12 August 2010

 

Adult Alternative

I am having strange feelings for a fifty-three year old. I have found much joy in listening to music created and performed by a band that started just when I was getting out of the music world, think mid 1980s, but of which I had been largely oblivious to for the following interval. Their music is challenging, pretty, energetic, serious, discordant, childish, psychedelic, enchanting, self-indulgent, condensed, lush, aspirational, down to Earth.

Oh, yeah. And weird. (I forgot weird the first time around.)

I like weird.

Yes, friends and neighbors, I have discovered the Flaming Lips.

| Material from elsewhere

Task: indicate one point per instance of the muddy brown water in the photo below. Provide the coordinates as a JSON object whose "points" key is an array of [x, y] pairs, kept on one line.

Oh, it's not that I didn't know there was a band named the "Flaming Lips." It turns out I even owned one of their CDs, _Clouds Taste Metallic_. I think Newbury Comics included it as a freebie in an online order shipment one time. But I wasn't familiar with the CD's contents, except for the one tune, "Bad Days," that was on the _Batman Forever_ soundtrack. I couldn't have told you a thing about the band's style, the names of their records, what they were known for, at all.

I was clueless.

Discovering them was quite serendipitous: On the night early in June before we were to head to my mom's family's reunion on Sand Mountain in northwest Georgia, I wasn't sleeping well, so I got up in the middle of the night, got a drink of water, and checked in on what was going on on Facebook. Within moments, three different Facebook friends updated their status to say that they were waiting on the live webcast of the Flaming Lips performing _The Dark Side of the Moon_ at Bonnaroo. I think I had seen that on the schedule, but it's not like I was going to stay up until all hours of the morning to listen to live webcasts from Bonnaroo for anyone. Old fogey, and all that.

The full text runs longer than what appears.